ドアダ皇帝ガープは自室に戻り、ひどく青ざめた顔をして椅子に座り込んだ。


「祖父さん、しっかりしろ。大丈夫か?」


付き添った孫が心配そうに祖父を労わる。


「ああ、あああ! ヨクラートル…、いやヨドゥグよ! ワシが一番恐れてしまった事が起きてしまった!……、ユキルの、いや神羅の記憶が戻ってしまった!……。ワシは、ワシらはあの子を失ってしまうのか!? 記憶を取り戻したあの子は騙して来たワシを憎み離れてしまうのか!?」 


数多の戦場を生き抜いたドアダの皇帝が今、これまでの生涯で初めて怯え震え取り乱していた。


神羅を孫娘として迎え地球で家族として過ごした日々は彼をただの孫思いの老人に変えていた。

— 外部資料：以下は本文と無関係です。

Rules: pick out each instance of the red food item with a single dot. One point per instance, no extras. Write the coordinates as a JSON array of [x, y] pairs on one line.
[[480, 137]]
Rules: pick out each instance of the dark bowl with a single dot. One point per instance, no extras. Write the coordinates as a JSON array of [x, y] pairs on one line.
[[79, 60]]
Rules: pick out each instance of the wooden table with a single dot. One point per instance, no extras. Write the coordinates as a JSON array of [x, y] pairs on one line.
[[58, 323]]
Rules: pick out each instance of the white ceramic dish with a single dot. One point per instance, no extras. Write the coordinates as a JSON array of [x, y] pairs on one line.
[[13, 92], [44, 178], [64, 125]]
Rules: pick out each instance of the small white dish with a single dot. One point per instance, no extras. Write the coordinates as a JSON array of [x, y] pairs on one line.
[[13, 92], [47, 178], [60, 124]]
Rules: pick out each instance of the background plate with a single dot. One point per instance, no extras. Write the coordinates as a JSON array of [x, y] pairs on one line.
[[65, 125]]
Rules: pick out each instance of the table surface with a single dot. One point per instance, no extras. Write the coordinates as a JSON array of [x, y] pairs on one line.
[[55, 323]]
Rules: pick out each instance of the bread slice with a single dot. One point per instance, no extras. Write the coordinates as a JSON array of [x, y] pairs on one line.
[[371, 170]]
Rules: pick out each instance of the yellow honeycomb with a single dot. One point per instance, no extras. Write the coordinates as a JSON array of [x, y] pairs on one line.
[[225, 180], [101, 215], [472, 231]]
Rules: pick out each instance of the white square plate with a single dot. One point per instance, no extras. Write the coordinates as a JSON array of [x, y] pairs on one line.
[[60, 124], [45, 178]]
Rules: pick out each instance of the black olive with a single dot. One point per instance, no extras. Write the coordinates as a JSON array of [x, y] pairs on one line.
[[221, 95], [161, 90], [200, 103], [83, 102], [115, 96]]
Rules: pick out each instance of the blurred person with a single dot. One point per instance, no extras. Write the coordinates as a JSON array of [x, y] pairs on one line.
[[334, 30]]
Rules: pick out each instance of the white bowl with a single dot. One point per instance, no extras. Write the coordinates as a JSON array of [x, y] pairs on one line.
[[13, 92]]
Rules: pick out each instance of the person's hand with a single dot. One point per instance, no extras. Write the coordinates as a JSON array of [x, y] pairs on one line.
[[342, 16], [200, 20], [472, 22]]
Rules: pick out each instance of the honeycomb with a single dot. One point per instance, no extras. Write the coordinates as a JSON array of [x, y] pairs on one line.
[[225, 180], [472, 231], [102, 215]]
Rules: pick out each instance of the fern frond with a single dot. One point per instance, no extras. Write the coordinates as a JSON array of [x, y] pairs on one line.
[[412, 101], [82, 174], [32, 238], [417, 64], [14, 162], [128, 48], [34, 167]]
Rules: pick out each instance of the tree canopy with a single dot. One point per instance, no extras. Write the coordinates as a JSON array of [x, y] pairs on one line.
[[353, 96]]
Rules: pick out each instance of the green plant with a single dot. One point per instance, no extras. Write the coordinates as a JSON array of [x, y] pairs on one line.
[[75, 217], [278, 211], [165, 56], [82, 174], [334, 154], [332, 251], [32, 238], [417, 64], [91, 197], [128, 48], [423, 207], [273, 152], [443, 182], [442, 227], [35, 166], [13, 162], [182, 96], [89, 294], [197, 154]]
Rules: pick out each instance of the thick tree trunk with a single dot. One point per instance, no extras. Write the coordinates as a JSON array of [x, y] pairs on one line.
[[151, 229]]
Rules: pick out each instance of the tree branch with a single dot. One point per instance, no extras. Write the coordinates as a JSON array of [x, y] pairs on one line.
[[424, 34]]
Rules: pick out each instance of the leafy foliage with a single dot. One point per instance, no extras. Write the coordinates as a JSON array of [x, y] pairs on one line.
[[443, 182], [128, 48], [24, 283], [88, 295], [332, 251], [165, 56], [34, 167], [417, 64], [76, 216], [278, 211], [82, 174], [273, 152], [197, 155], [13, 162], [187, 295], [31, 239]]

「祖父さん、馬鹿な事を言うな! あのユキルが祖父さんを憎んだりするわけないだろう!! 前世も今世も関係ない! あの子はもう俺達の家族だ!! それにナイアの報告が本当なら、乂阿烈は自分の妹を戦争のコマに使ったクソ野郎だ!!! そんな奴に俺達のユキルを渡してたまるものか!! 他の誰でもない、俺達がユキルを守らなきゃいけねえんだ!!!」


孫ヨドゥグの気を吐いた言葉に叱咤されガープの目に生気が取り戻る。


「う、うむ! よくぞ言うてくれたヨドゥグ! そうじゃ! ユキルがワシらをどう思うかはわからん。だがワシは15年前の過ちを再び繰り返すわけにはいかんのじゃ! 15年の歳月を経て転生したあの子を必ず幸せにしてやらねばならんのじゃ!!」


「祖父さん、俺はユキルを追ってスラルに向う。報告した通りオリンポスの神々の協力は取り付けてある。出撃許可をくれ!」


「ヨドゥグよ、頼んだぞ! ワシは今すぐにでも飛び出そうな気持ちを抑えて待っておるからの。ワシが飛び出しても何も出来ん。ワシは待つしかないのじゃ」


「わかった、祖父さん。任せてくれ。」


かくしてドアダ首領の命を受けドアダ7将軍ヨクラートルはスラルに出撃した。